Cancer is the leading cause of death among firefighters in Canada. It is a stark fact that is highlighted in January, during Fire Fighter Cancer Awareness Month. It is a fact that Airdrie's Fire Department tackles every day in its three fire halls and soon in its fourth fire hall at Highland Park.

While exposure to carcinogenic chemicals is most often associated with firefighters' duties in the field, the way a fire hall is constructed and furnished, down to something as mundane as carpeting, factors into mitigating cancer risks for firefighters. 

This is best highlighted by the fact that the International Association of Fire Fighters (IAFF) has designated each week in January to underscore a certain aspect of cancer awareness and prevention in the fire service. In its first week, it highlighted Best Practices to Reduce Cancer in Fire Stations

During a recent tour of the Chinook Winds Fire Hall, the de facto Fire Department's headquarters, City Fire Chief Mike Pirie highlighted the nuanced technical and architectural specifications that go a long way in reducing exposure to harmful toxins inside a fire hall.

All of Airdrie's Fire Halls are split into a 'clean' and 'dirty' side. While the clean side encompasses office spaces and living areas, the dirty side includes the apparatus bays, cleaning rooms and equipment storage, which is where contamination is the highest. Between both sides of the building, there is an airlock and specific procedures to keep contaminants contained on the dirty side as best as possible. 

Standing in the current apparatus bay, in an area where various firefighting turnout gear hangs in lockers, Chief Pirie said that one of the improved features of the to-be-constructed Highland Park station will be an exhaust system to the outside. This feature will mean that air will not be recirculated.

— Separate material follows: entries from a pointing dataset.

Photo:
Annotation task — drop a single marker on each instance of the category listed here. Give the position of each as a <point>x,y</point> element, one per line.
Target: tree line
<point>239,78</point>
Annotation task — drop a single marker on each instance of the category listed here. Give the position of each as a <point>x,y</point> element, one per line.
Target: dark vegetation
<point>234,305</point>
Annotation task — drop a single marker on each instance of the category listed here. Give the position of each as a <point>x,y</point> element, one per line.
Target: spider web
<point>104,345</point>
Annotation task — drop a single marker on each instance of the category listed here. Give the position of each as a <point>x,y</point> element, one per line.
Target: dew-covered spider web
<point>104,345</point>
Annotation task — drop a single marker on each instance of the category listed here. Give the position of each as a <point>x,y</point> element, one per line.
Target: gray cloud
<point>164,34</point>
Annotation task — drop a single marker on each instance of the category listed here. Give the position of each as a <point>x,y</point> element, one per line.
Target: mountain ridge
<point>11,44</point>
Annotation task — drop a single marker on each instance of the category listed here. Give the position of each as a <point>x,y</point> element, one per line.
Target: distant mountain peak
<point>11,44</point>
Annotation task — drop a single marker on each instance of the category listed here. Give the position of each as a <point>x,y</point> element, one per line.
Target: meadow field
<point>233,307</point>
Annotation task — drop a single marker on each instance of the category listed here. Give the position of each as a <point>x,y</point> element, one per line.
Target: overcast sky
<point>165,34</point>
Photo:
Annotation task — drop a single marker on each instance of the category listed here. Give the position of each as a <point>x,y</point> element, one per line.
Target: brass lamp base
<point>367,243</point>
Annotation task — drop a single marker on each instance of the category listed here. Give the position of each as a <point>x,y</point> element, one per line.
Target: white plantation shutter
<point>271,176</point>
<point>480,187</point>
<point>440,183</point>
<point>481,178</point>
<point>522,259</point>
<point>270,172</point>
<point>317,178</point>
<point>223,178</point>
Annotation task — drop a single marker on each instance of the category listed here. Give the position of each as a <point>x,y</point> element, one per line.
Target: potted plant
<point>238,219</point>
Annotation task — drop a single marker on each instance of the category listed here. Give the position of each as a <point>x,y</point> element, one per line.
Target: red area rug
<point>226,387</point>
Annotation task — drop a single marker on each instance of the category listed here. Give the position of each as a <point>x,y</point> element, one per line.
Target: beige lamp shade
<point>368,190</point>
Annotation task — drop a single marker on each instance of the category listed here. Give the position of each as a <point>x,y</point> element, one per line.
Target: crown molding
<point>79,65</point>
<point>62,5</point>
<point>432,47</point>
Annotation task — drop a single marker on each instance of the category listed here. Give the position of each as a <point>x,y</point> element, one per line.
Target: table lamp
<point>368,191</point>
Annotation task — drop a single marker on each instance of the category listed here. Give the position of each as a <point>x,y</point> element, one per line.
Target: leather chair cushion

Other components of the new fire hall will include among other things:

  • Ensuring spaces such as laundry and equipment storage are placed on the dirty side of the building.
  • Improving Heating, Ventilation, and Air Conditioning (HVAC) and reducing noise in the bays.
  • Removing carpet and soft surfaces from the clean side to enable frequent cleaning.

He said that while best practices for cancer prevention within a fire station are common sense, there is also an ethical and more component.

As a career firefighter, he is aware of the risks of his profession, but from a leadership lens, he is also aware that the firefighters who serve Airdrie, voluntarily put themselves at risk. While they too are aware of the possibility of occupational cancer, there is a sense of ethical commitment to minimize that very risk.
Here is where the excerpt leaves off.